The Yijing was being translated while he was researching another book entitled Zen In China: The Roots of Tradition (Element Books). This research eventually led to Richard Hunn relocating to Kyoto, Japan in 1991 to further his studies. He spent the remaining fifteen years of his life happily in Japan where he remarried. He continued his research whilst teaching English to Japanese students, bringing groups of his students to the UK as part of an exchange programme. Richard Hunn and his wife would practice Kyudo (弓道-Japanese archery), and continued to do so up until he was diagnosed with cancer in 2005. Richard Hunn died on 1 October 2006 at the age of 57 years.

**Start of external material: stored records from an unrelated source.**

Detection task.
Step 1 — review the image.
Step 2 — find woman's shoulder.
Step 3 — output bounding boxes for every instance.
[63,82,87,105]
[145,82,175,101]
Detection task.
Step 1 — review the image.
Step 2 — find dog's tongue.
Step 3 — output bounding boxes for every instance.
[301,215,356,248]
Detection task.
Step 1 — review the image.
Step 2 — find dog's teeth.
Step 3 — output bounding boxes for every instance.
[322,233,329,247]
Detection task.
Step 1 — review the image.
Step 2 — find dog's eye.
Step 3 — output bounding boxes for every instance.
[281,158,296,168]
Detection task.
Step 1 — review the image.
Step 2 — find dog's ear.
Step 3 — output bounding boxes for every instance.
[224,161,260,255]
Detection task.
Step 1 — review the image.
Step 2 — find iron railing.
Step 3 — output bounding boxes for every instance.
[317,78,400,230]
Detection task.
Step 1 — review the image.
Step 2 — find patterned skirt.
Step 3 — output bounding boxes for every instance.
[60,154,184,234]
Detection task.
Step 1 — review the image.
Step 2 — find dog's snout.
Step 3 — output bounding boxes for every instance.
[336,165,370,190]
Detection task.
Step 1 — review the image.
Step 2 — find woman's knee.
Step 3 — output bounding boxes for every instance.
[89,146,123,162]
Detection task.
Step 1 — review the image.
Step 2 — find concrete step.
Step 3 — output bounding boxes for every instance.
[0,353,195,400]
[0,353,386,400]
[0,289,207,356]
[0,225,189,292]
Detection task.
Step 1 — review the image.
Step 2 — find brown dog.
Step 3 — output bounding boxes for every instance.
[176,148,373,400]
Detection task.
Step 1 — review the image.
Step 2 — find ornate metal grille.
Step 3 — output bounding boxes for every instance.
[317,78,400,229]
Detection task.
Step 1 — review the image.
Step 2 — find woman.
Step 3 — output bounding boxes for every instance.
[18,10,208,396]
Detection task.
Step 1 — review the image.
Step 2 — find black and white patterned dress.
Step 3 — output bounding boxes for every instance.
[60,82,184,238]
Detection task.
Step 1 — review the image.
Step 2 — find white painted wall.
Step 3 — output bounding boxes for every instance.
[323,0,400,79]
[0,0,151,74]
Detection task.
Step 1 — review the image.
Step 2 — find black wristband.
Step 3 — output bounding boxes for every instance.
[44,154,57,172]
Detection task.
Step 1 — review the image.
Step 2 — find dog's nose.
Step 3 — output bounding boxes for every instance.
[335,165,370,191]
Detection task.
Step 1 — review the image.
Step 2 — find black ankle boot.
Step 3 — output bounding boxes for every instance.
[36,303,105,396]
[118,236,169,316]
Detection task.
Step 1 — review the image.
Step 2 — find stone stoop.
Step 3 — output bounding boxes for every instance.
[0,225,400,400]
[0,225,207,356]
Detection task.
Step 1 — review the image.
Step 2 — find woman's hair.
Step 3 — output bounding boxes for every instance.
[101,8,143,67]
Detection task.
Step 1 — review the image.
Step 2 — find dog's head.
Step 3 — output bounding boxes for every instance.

Richard Hunn dedicated his life to the preservation of the English translations of Chinese Buddhist texts created by his teacher, Charles Luk, for whom he wrote an obituary in 1980. Charles Luk was given the task of translating key Buddhist texts into English by Xu Yun. Today, this essential work is continued through the website Richard Hunn Association for Ch’an Study. Founded by Richard Hunn in 2004 during one of his visits to the UK, it continues to grow through the guidance of Richard Hunn's Chan students in the UK. The current custodian of the website trained with Richard Hunn over a seventeen-year period and has an archive of written material to draw from, written by Richard Hunn over that time period.

From all the Chinese Ch’an records, it is easy to determine that at least 80% of the “awakening experiences” in fact took place during apparently mundane activities…working in the fields, cooking rice, hearing one’s name called, a slap, a kick! And there is reason for this. Continued introspection or “turning back” of the mind arouses an “inner potentiality” (nei chih), which eventually breaks through into “ordinary” consciousness. One then sees that seemingly conditioned events…one’s own self…all surroundings…arise in this marvellous emptiness…’

To this end Richard Hunn advocated a broad appeal coupled with the exactness of study. He always dedicated his work to Master Xu Yun and Charles Luk. In recent years, work inspired by Richard Hunn has continued with the translation of Chinese texts relating to Chan masters who have lived into the modern age. These translations have been placed on the Richard Hunn Association for Ch'an Study free for all to read. This on-going translation project has been extensively assisted by Upasika Sheng Hua and Upasika Yukyern, and now includes vital technical and interpretive input from Chinese sources.

The obituary for Richard Hunn was written by his British disciple Adrian Chan-Wyles and appears in the Buddhist Society's Journal The Middle Way. Adrian Chan-Wyles is the custodian of the Richard Hunn Association for Ch'an Study, and continues this lineage.